Carriers and Implants
[0044] Carriers may aid in forming a composition that possesses
appropriate handling characteristics for injectable application to
the site of cartilage defect or damage. Adding the potassium
channel inhibitor composition to a carrier or implant allows it to
remain in the diseased or lesioned site for a time sufficient to
allow the composition to increase the regenerative chondrogenic
activity of the infiltrating mammalian progenitor or other cells,
and to form a space in which new tissue can grow and allow for
ingrowth of cells. The carrier may also allow the composition to be
released from the disease or lesion site over a time interval
appropriate for optimally increasing the rate of regenerative
chondrogenic activity of the progenitor cells.
[0045] In certain embodiments, the chondrogenic compositions
described herein may be administered using an appropriate
implantable matrix, carrier, or device.
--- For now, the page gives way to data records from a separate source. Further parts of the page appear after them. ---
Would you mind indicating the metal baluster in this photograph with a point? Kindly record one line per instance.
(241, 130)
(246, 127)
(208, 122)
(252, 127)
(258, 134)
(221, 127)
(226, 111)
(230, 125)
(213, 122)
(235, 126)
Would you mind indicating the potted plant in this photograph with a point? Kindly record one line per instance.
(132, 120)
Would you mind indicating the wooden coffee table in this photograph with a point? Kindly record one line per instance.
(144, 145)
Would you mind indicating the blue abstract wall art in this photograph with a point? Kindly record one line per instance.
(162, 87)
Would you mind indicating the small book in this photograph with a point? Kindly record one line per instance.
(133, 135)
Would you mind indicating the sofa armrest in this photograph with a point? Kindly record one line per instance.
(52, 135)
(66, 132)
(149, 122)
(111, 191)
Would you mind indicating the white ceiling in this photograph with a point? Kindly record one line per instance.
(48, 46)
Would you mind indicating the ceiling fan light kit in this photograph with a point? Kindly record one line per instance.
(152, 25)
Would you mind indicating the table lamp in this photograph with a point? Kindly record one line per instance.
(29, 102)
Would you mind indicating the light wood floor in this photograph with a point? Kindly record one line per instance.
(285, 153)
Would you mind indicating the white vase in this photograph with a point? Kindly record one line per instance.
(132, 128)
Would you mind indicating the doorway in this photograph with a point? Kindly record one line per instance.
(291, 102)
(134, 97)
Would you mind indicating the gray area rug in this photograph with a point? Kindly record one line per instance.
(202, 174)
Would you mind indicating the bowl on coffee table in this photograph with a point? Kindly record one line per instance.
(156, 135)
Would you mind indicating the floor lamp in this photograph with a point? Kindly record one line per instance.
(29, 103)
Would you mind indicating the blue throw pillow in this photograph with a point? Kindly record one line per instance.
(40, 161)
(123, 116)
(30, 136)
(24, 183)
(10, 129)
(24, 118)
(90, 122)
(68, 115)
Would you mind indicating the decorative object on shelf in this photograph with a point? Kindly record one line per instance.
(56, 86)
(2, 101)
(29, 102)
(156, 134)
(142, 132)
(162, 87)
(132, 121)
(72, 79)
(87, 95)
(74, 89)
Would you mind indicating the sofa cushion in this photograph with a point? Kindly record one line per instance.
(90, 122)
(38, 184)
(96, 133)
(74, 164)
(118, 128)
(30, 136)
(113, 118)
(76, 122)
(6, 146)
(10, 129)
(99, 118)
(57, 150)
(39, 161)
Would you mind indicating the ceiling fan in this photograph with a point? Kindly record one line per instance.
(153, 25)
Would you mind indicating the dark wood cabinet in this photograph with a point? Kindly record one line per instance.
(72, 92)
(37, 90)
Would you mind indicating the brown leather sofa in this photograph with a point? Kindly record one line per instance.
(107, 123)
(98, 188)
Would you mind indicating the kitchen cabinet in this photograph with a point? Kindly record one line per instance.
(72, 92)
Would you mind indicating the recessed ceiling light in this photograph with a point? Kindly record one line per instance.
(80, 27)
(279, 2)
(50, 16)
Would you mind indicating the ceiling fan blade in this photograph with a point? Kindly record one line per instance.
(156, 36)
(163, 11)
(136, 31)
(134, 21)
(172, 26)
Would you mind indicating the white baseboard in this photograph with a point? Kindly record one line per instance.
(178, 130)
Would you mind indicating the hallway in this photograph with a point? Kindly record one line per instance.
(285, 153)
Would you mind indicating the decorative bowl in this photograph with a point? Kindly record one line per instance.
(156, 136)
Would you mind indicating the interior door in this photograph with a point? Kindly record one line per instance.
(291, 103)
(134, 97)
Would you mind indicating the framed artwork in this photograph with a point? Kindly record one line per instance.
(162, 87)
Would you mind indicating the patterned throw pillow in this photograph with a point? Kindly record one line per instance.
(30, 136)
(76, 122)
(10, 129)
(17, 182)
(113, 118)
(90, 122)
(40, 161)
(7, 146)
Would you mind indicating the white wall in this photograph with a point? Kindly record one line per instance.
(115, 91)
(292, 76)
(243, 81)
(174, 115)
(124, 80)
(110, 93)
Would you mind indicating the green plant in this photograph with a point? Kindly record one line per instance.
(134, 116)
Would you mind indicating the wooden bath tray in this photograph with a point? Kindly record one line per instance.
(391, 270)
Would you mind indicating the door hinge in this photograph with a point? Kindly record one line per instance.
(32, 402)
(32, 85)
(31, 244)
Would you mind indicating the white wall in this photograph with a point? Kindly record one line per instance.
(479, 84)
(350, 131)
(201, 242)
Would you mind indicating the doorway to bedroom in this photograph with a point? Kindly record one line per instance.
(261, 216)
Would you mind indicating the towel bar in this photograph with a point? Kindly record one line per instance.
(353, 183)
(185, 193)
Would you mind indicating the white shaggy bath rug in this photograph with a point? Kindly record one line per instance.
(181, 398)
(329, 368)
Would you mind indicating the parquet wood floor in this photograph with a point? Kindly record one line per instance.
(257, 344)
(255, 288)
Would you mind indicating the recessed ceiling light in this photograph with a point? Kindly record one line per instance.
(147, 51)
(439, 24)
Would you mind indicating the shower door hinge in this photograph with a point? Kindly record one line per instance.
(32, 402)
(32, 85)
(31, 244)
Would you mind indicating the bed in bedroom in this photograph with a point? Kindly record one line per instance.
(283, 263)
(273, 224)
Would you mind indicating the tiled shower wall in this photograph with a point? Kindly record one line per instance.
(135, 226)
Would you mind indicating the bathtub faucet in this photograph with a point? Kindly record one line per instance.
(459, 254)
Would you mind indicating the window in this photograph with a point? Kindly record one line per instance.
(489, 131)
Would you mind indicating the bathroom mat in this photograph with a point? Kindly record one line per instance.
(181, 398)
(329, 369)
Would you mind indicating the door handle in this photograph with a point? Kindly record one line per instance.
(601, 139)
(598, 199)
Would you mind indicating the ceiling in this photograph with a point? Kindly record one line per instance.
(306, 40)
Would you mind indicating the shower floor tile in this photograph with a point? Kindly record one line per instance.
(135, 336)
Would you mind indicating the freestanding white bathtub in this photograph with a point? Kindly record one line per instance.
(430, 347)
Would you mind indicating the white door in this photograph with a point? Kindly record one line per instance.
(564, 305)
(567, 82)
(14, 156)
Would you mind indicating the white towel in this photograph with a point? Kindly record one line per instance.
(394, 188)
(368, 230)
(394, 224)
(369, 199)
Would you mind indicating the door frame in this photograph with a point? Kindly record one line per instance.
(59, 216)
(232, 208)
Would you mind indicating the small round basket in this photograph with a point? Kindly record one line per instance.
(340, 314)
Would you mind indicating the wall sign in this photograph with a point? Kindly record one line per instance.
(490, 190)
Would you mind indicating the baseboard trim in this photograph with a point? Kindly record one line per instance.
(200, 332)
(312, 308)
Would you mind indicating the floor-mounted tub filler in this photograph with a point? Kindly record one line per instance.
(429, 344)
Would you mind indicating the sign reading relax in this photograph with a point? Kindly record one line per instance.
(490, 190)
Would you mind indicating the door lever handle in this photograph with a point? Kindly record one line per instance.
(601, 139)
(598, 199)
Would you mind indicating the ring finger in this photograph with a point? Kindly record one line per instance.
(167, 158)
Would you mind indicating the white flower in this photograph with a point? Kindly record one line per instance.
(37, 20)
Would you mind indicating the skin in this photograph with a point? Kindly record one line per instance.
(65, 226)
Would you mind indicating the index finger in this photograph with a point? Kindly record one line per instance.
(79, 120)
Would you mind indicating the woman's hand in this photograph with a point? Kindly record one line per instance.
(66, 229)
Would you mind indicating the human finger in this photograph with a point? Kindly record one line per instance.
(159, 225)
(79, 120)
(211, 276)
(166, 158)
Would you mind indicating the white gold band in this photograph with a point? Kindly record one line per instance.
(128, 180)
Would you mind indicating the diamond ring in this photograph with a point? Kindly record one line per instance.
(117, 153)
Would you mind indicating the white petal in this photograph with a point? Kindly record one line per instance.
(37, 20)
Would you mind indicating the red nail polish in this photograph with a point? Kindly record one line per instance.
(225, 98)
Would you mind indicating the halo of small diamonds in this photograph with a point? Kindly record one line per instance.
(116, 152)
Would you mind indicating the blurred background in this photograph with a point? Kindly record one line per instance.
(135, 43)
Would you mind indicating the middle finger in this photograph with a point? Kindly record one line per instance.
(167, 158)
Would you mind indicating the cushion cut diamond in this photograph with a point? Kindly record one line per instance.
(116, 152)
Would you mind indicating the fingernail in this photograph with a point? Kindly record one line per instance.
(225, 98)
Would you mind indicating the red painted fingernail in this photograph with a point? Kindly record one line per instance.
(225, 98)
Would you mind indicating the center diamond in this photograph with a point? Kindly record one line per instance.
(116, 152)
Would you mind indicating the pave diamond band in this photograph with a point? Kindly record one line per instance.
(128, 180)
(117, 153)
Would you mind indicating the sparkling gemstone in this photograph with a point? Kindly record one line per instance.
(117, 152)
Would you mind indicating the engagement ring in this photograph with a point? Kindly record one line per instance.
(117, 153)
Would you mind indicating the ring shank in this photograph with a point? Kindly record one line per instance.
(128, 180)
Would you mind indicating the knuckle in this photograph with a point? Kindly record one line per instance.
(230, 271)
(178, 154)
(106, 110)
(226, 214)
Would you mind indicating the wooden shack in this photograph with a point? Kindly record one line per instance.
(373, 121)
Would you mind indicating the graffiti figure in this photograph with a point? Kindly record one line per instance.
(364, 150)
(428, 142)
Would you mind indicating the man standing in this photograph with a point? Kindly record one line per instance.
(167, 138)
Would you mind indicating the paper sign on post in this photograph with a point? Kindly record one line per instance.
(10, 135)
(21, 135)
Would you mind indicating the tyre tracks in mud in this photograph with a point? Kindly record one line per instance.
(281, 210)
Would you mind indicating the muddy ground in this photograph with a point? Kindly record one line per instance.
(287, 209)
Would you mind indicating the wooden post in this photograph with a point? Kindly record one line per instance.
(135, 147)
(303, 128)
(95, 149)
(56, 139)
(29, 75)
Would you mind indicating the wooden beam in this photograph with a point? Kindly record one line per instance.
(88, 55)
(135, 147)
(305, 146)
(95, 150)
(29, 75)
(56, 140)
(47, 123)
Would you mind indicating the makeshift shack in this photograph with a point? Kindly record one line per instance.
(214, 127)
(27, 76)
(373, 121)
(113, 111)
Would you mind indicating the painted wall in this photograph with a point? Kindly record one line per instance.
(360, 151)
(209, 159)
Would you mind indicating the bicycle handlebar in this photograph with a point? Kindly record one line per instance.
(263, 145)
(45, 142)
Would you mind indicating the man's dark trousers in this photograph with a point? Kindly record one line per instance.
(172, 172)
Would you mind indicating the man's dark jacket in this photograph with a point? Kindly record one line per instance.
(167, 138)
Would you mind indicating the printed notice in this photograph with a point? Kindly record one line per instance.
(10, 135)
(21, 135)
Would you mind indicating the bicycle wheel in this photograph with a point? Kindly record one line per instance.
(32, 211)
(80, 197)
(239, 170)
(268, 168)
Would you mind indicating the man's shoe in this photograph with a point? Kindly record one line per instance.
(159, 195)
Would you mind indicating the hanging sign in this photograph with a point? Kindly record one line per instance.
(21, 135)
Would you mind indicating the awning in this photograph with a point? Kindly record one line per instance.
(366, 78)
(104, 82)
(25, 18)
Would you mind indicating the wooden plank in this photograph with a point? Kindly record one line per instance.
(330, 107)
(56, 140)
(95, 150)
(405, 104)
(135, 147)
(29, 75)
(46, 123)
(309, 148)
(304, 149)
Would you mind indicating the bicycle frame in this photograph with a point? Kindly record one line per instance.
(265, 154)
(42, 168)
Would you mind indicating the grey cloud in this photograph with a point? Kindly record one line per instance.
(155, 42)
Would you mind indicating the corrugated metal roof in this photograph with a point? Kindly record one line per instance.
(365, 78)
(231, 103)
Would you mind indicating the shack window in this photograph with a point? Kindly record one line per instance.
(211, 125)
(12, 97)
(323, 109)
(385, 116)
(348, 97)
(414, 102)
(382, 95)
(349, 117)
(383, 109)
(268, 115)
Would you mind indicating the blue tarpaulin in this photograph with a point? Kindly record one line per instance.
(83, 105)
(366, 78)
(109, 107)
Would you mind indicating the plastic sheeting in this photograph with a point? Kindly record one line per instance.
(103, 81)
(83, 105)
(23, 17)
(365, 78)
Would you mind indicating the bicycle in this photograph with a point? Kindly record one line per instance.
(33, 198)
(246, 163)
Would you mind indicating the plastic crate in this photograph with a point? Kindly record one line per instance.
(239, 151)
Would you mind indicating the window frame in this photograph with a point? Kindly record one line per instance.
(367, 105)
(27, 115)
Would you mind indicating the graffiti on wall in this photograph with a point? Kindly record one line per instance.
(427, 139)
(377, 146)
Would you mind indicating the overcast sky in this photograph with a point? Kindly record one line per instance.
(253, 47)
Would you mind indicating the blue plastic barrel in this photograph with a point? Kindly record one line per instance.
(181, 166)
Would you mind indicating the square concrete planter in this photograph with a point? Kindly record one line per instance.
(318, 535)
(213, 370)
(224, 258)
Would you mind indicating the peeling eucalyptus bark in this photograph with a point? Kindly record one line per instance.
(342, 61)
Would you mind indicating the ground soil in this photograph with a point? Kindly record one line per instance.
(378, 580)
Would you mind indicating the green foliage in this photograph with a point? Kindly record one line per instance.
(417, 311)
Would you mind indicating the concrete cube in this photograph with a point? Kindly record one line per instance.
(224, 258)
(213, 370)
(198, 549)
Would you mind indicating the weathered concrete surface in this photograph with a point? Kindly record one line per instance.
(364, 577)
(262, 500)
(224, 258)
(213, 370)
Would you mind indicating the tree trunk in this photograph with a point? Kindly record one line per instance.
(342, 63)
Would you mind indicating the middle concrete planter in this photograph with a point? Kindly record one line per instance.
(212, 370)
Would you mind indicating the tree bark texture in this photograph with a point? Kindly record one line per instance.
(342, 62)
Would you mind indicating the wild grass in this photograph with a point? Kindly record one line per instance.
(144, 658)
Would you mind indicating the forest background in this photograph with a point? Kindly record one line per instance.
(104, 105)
For instance, the implant
may provide a surface for cartilaginous tissue formation and/or
other tissue formation (e.g., in mediation of bone growth or
repair). Some embodiments include implantable mechanical physical
devices, biodegradable carriers, biodegradable synthetic carriers,
prostheses, demineralized allogenic bone and demineralized
xenogenic bone. The implantable matrix, carrier, or device may
provide slow release of the potassium channel inhibitor and/or the
appropriate environment for presentation thereof. Biodegradable
materials, such as cellulose films, or surgical meshes, may also
serve as matrices. Such materials could be sutured into an injury
site, or wrapped around the cartilage. Some matrices include
collagen-based materials, including sponges, such as Helistaf
(Integra LifeSciences, Plainsboro, N.J.), or collagen in an
injectable form.
[0046] One family of carriers that may be used in the methods of
the invention comprises collagenous materials, and can be in a form
suitable for injection, such as a gel. Such gels may be crosslinked
or non-crosslinked. Other forms of collagen, such as dispersions or
fibrillar collagen, may also be useful in the methods of the
present invention. Another family of carriers includes cellulosic
materials such as alkylcellulose, including hydroxyalkylcellulose,
methylcellulose, ethylcellulose, hydroxyethylcellulose,
hydroxypropylcellulose, hydroxypropylmethylcellulose, and
carboxymethylcellulose (CMC).
[0047] In some embodiments using cellulosic carriers and collagen
gels, the carrier may be in the form of a hydrated cellulosic
viscous gel. Viscosity may be increased through mechanical means,
such as high agitation for a suitable period of time, followed by
autoclaving, or chemically. The active agent and cellulosic carrier
may be formulated in a solution of a suitable buffer.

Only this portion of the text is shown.